I did. And therein lies a problem.
The problem is:
A) I already have a second draft of a novel and two first drafts of other novels to work on, as well as the outlines for three short stories.
B) The story has a smart-assed narrator.
Point B is the most troublesome to me. The problem (I think) is that the smart-assed narrator has been done to death.
It’s a quick way to make a likeable character. “Hey, this is a protagonist that doesn’t take themselves too seriously! This person is funny, with a wry way of looking at things and a tendency to downplay the serious things happening to them!”

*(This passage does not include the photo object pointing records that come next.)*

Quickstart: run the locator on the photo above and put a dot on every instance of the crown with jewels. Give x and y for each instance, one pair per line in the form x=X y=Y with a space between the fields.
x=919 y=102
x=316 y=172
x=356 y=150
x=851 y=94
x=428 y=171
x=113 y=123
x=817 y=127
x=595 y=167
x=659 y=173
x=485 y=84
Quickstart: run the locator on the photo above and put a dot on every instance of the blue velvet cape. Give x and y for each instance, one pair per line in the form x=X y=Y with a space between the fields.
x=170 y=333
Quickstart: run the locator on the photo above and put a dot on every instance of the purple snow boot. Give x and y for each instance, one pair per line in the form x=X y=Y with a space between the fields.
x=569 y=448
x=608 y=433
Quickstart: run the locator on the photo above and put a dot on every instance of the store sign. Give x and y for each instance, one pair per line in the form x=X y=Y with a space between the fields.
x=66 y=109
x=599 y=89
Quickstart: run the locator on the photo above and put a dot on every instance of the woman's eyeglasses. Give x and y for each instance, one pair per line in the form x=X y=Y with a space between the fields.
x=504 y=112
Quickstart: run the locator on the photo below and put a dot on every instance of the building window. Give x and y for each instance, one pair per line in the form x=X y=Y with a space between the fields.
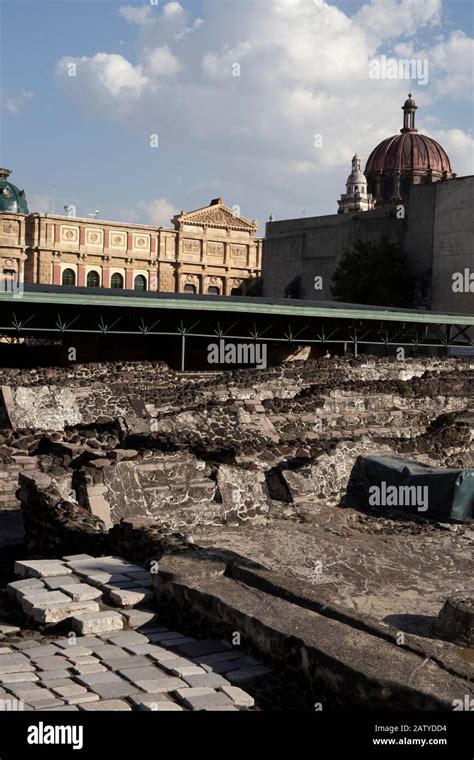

This begs the question: is being a smart-ass a character trait, or is it only a quirk disguised as a trait?
I think it is a quirk rather than a carefully drawn character trait. It feels easy, and I am suspicious of the easy path.

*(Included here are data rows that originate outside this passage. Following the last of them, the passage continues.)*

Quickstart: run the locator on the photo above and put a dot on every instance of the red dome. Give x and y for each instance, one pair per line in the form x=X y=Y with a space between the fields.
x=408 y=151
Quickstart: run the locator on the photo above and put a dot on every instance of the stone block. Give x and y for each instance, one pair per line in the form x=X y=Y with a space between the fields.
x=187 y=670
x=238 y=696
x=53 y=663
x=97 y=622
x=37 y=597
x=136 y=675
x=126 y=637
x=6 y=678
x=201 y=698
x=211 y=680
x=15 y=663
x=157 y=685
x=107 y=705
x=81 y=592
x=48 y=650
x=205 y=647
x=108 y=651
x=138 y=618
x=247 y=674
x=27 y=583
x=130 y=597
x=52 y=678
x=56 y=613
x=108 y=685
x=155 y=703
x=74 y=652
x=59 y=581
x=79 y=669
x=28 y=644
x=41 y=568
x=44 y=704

I’ve known people who were complete smart-asses all the time and they all had one thing in common: they were “small doses” people. I couldn’t take being around them for too long. They were amusing in the beginning, but please… take off the mask sometime.
In the end they turned out to be assholes. They were full of themselves, relying on sarcasm as an easy way to deflect actual emotions, with their cockiness being a transparent distraction from their fear. So do I let a smart-assed narrator hijack my writing schedule?
Inflicting A Smart-Ass On A Reader
I think that smart-assed narrators are kind of a cliche at this point. I’ve read a LOT of them in Sci-Fi, going from Harry Harrison’s “Stainless Steel Rat” series all the way through Charles Stross’ “Laundry” books.
This is not so much an issue in Fantasy, which relies on a certain amount of gravitas; otherwise, elves, fairies, and dwarves would seem pretty ridiculous.*
I think the smart-ass is too heavily represented in fiction. In the end, the smart-ass ends up being shallow. They’re fun to read, but resist depth. I love wit, but I don’t want to write a character that is nothing more than a series of bon mots.
So What Do I Do?
Here I am with this writing exercise that has a lot of good ideas on morality, god(s), the random nature of the universe, power, and fear. Can I get beyond the smart-assed narrator and preserve the things I actually want to say without reducing the whole thing to absurd observations from a person I wouldn’t want to hang with in real life?
In the meantime I am far behind on the projects I am currently juggling. Is this whole thing a ruse by my oh-so-lazy brain to keep me from doing the things I HAVE to do? It’s the classic procrastinator’s dilemma… or it would be had any procrastinators taken the time to formulate a dilemma.
The story has taken up the same kind of slot in my mind as all the other stories. It doesn’t FEEL like a diversion. I’ve taken voluminous notes on the things I want the characters to do and believe, as well as outlined the general philosophies and point of view of the story itself. It has a reason to exist, which makes it real.
If there is going to be a smart-assed narrator, I can’t be lazy and make them all wit and no depth. It is exhausting to be anything ALL the time, especially a smart-ass.
How do you feel about smart-assed narrators? Sick of them? Can’t get enough? And how do you handle them in your writing?
* This is why Terry Pratchett’s Discworld series was so amazing. It lovingly satirized a form that absolutely needed it.